Post by andrewcriddle »

neilgodfrey wrote: Sat Sep 09, 2017 6:32 pm
andrewcriddle wrote: Sat Sep 09, 2017 1:48 am
Very early interpolations have to be argued for entirely on internal evidence
Why?

(It point is a secondary one to the method I am attempting to argue for, but it's still of special interest since it sounds like another one of those idiosyncratic rules biblical scholars make to enable them to get the sources they want and need.)
My point is that if the interpolation is early enough in the tradition then all surviving manuscripts will have the interpolation and all citations of the text will be citing a text that has the interpolation.

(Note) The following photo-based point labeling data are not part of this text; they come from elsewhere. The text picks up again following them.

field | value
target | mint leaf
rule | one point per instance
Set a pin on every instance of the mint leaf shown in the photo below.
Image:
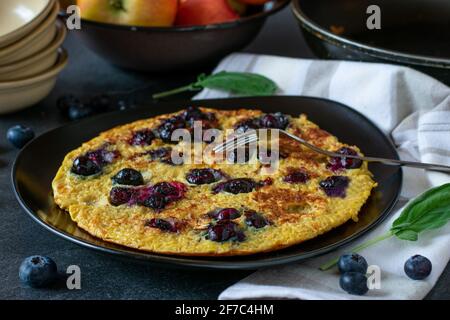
(431, 210)
(407, 235)
(242, 83)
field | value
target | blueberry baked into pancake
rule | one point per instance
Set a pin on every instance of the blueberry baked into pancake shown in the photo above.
(124, 187)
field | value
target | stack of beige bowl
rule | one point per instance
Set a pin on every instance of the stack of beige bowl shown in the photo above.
(30, 53)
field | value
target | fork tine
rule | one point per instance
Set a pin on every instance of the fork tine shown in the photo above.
(240, 142)
(221, 147)
(236, 141)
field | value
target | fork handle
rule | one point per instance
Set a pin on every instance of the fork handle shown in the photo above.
(420, 165)
(390, 162)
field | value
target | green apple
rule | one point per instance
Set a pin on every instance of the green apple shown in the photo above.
(130, 12)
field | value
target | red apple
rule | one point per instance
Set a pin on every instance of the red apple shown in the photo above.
(203, 12)
(254, 2)
(238, 6)
(148, 13)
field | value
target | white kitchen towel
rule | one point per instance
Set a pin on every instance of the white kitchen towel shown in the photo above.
(411, 107)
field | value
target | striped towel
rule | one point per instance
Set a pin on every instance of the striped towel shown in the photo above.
(414, 109)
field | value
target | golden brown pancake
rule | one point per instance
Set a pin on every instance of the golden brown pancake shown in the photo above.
(216, 209)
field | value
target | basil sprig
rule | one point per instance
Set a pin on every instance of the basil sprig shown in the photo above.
(241, 83)
(430, 210)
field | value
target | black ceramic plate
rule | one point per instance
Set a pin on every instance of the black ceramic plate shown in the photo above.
(38, 162)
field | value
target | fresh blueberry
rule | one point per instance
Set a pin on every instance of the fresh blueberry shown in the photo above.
(166, 129)
(246, 124)
(338, 163)
(354, 283)
(84, 166)
(129, 177)
(38, 271)
(162, 225)
(155, 201)
(203, 176)
(296, 177)
(274, 121)
(80, 111)
(223, 231)
(159, 154)
(225, 214)
(235, 186)
(335, 186)
(255, 220)
(352, 262)
(240, 155)
(418, 267)
(120, 195)
(102, 156)
(122, 105)
(142, 138)
(19, 135)
(165, 188)
(192, 114)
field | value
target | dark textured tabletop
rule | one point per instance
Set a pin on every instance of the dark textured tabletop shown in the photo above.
(104, 277)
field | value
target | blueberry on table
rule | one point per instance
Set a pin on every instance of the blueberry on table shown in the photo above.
(418, 267)
(352, 262)
(19, 135)
(354, 283)
(80, 111)
(65, 102)
(100, 103)
(38, 271)
(128, 177)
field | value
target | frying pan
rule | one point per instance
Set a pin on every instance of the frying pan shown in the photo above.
(414, 33)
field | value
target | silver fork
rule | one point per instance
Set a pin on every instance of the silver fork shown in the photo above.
(251, 136)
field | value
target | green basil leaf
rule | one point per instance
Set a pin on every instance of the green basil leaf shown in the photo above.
(431, 210)
(407, 235)
(241, 83)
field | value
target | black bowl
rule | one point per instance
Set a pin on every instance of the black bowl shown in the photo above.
(162, 49)
(414, 33)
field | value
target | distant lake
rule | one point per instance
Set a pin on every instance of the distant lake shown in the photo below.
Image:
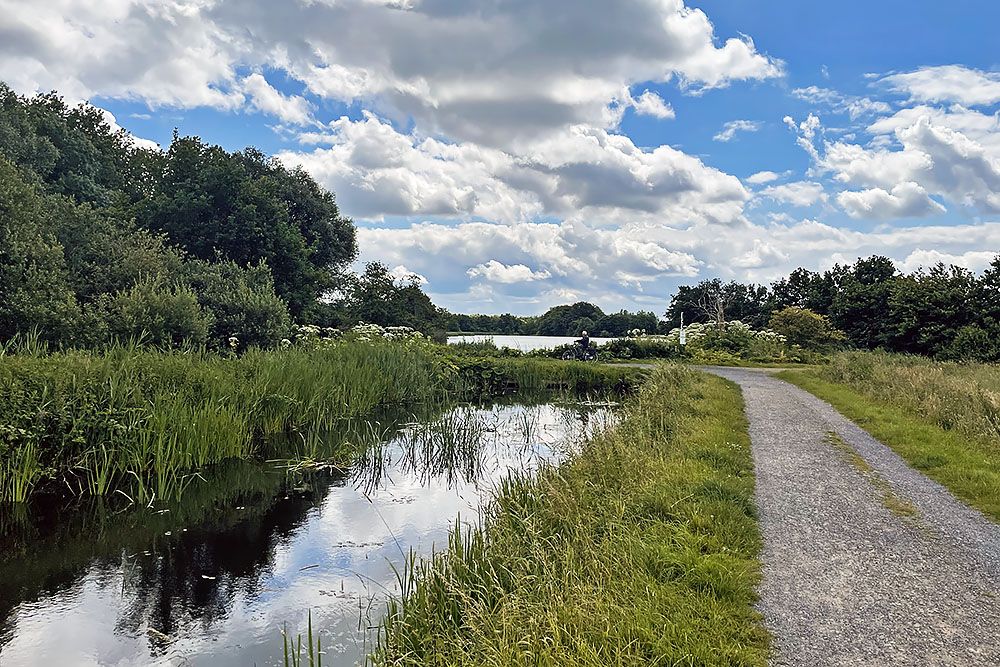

To take an extreme case. Suppose that all our manuscripts of Galatians and all quotations from Galatians go back to an edition of Paul's letters prepared towards the end of the 1st century CE (some have suggested prepared by Onesimus) and that the editor added the Lord's brother to the reference to James as an explanatory gloss. In this case it would be a waste of time to look for evidence that some early Christian writers do not appear to have had this phrase in their text of Galatians. The only type of evidence available is arguments about whether Paul would have used the phrase and whether an early editor would have added it.

It is only with interpolations occurring later in the tradition that it makes sense to look for evidence of texts without the interpolation.

In the case of Plato it would be useless to look for external evidence of interpolations introduced by his disciple and posthumous editor Philip of Opus. However the much later changes to Plato's text probably made by middle Platonists such as Thrasyllus may have left evidence in the tradition.